Asbak umum ini tersedia di beberapa tempat umum yang ramai dan terkadang
tergantung di sisi tempat sampah umum atau tiang lampu penerangan di
depan sebuah gedung. Contoh lain sebagai perbandingan, saya sangat heran
dan sedih saat mendengar bahwa banyak pihak di kota saya yang
menggembor-gemborkan untuk membuang sampah pada tempatnya tetapi
sarananya (tempat sampah) sangat sulit ditemui atau berjarak cukup jauh
dari tempat ramai.
4. Menyebrang Jalan
Saya sering
mendengar orang yang menyatakan bahwa pejalan kaki (penyebrang jalan) di
luar negeri lebih dihormati oleh pengendara, sedangkan di Indonesia
pejalan kaki tidak dihormati pengendara. Pernyataan tersebut ada
benarnya, tetapi perlu "diluruskan" sedikit. Berdasarkan pengalaman saya
di Adelaide, para pengendara memang menghormati dan tidak menggangu
penyebrang jalan, tetapi perlu diingat bahwahal ini terjadi ketika
pejalan kaki menyebrang saat lampu merah menyala (semua kendaraan
berhenti) dan/atau penyebrang jalan melintas di tempat penyebrangan
jalan (zebra-cross). Dengan kata lain, antara pejalan kaki dan
pengendara sama-sama tahu dan sadar posisi dan hak mereka di jalan raya.
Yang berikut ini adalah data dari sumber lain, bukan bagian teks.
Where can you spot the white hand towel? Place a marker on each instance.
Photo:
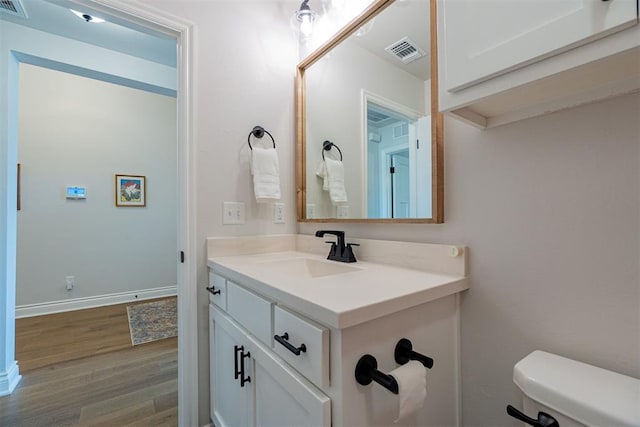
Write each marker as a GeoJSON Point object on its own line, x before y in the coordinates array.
{"type": "Point", "coordinates": [266, 174]}
{"type": "Point", "coordinates": [321, 171]}
{"type": "Point", "coordinates": [335, 173]}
Saat ada pejalan kaki yang menyebrang sembarangan, sayapun melihat ada
pengendara yang marah kepada penyebrang jalan tadi.
5. Klakson Kendaraan
Saya
berjalan-jalan di sepanjang jalan utama di pusat kota Adelaide yang
cukup ramai, apalagi di jam sibuk, saya menyadari bahwa ternyata suara
klakson kendaraan sangat jarang terdengar. Selama keberadaan saya di
kota ini, saya hanya mendengar empat kali suara klakson mobil di hari
yang berbeda-beda, itupun satu di antaranya digunakan untuk memanggil
seseorang dari dalam rumah oleh pengendara, bukan digunakan untuk
memperi peringatan kepada kendaraan lain. Bahkan salah satu rekan saya
berkata bahwa dia hanya pernah mendengar satu kali saja selama di
Adelaide. Hal ini mengindikasikan bahwa para pengguna jalan telah
memahami dan mengikuti aturan berlalu lintas dengan baik.
6. Bertamu
Privasi
merupakan hal yang cukup sensitif di kota Australia Selatan ini. Kita
bisa saja langsung pergi mengunjungi tempat tinggal teman kita apalagi
ke tetangga, tetapi tidak demikian di Adelaide. Saat seseorang hendak
mengunjungi rumah teman (walaupun tetangga dekat) kita harus memastikan
bahwa mereka bersedia menerima kita pada hari dan jam yang ditentukan
melalui telepon, terkecuali jika kita diundang datang oleh teman kita.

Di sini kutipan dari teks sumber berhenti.